Abstract

Accurate identification of bursting activity is an essential element in the characterization of neuronal network activity. Despite this, no one technique for identifying bursts in spike trains has been widely adopted. Instead, many methods have been developed for the analysis of bursting activity, often on an ad hoc basis. Here we provide an unbiased assessment of the effectiveness of eight of these methods at detecting bursts in a range of spike trains. We suggest a list of features that an ideal burst detection technique should possess and use synthetic data to assess each method in regard to these properties.

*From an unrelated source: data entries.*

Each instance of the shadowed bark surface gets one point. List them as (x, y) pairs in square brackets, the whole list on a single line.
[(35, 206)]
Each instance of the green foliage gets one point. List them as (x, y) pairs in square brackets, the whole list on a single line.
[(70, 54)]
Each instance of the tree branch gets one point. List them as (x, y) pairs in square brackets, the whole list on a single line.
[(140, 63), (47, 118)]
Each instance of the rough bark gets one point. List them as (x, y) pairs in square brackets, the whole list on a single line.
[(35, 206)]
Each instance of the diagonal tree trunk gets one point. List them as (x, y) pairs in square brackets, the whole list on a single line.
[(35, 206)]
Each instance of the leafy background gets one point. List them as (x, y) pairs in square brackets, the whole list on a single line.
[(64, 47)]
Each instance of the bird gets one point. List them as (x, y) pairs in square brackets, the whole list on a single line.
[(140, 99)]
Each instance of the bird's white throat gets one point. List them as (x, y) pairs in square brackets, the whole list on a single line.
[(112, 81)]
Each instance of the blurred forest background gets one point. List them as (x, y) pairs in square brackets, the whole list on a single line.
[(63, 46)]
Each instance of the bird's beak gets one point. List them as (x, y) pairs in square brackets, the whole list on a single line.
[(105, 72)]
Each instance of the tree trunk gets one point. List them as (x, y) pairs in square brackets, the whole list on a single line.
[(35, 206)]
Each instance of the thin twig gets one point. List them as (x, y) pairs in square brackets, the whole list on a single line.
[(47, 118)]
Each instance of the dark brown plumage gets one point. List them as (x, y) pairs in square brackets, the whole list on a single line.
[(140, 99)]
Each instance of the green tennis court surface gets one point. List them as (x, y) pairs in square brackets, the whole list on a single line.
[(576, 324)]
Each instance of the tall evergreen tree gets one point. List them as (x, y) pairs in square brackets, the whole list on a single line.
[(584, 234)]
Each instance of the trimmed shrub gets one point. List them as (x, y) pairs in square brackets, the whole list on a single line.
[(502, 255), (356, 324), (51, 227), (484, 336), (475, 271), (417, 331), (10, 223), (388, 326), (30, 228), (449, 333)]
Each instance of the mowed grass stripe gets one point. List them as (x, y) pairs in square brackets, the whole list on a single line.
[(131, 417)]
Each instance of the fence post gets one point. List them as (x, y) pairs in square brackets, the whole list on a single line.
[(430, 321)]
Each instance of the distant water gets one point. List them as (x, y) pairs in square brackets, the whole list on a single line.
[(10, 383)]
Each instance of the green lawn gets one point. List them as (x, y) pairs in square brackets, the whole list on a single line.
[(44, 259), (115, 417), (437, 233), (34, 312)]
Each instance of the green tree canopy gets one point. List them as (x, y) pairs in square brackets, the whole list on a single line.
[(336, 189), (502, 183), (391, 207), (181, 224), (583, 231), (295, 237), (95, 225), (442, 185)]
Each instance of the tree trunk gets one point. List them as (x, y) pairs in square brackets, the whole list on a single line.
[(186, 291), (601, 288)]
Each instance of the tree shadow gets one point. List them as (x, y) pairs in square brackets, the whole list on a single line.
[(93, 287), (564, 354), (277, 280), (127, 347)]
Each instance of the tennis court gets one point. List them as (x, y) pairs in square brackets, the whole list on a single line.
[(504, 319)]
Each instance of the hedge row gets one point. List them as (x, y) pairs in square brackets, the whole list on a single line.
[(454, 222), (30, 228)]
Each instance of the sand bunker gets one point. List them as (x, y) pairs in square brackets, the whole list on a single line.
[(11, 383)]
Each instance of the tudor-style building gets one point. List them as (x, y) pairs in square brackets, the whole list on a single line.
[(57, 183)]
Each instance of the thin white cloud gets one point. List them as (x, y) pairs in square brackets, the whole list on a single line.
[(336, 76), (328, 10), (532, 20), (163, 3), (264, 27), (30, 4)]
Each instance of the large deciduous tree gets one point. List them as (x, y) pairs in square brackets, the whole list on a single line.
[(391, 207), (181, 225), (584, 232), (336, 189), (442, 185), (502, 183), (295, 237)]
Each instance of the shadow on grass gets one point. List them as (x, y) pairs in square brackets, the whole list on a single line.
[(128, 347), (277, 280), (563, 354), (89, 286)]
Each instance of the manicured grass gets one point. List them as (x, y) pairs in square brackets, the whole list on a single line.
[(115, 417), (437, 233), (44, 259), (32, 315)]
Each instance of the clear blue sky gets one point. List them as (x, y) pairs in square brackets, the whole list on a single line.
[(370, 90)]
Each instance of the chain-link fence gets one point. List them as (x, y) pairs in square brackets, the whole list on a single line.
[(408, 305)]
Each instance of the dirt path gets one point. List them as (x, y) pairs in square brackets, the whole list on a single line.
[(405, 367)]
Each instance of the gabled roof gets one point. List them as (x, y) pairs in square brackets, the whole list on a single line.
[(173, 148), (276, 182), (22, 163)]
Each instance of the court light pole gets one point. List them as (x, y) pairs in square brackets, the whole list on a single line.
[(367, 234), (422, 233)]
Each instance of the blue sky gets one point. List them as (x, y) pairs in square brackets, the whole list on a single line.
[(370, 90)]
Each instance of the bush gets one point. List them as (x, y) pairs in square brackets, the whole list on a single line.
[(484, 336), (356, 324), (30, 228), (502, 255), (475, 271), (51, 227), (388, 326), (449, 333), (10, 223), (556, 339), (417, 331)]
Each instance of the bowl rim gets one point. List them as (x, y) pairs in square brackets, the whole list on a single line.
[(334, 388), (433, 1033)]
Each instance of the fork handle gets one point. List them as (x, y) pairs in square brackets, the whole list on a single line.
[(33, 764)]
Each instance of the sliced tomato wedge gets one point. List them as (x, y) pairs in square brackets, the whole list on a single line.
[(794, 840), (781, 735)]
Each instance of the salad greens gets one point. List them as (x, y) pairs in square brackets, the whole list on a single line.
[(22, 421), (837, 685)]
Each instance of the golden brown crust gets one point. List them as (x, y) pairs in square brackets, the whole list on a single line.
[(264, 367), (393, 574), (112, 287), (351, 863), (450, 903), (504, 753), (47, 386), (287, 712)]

We further employ each of the methods to reanalyze microelectrode array (MEA) recordings from mouse retinal ganglion cells and examine their coherence with bursts detected by a human observer. We show that several common burst detection techniques perform poorly at analyzing spike trains with a variety of properties. We identify four promising burst detection techniques, which are then applied to MEA recordings of networks of human induced pluripotent stem cell-derived neurons and used to describe the ontogeny of bursting activity in these networks over several months of development. We conclude that no current method can provide "perfect" burst detection results across a range of spike trains; however, two burst detection techniques, the MaxInterval and logISI methods, outperform compared with others. We provide recommendations for the robust analysis of bursting activity in experimental recordings using current techniques.

Highlights

  • We provide an unbiased quantitative assessment of eight existing methods for identifying bursts in neuronal spike trains

  • The MI, cumulative moving average (CMA), and logISI methods followed the trend of decreasing burst duration with age, as in the original analysis, while the Poisson surprise (PS) method detected a significant increase in burst duration at P15

  • The results suggest that the prevalence of bursting activity in these networks may decrease with age after reaching a peak around 14 weeks after plating (WAP) (Fig. 7B)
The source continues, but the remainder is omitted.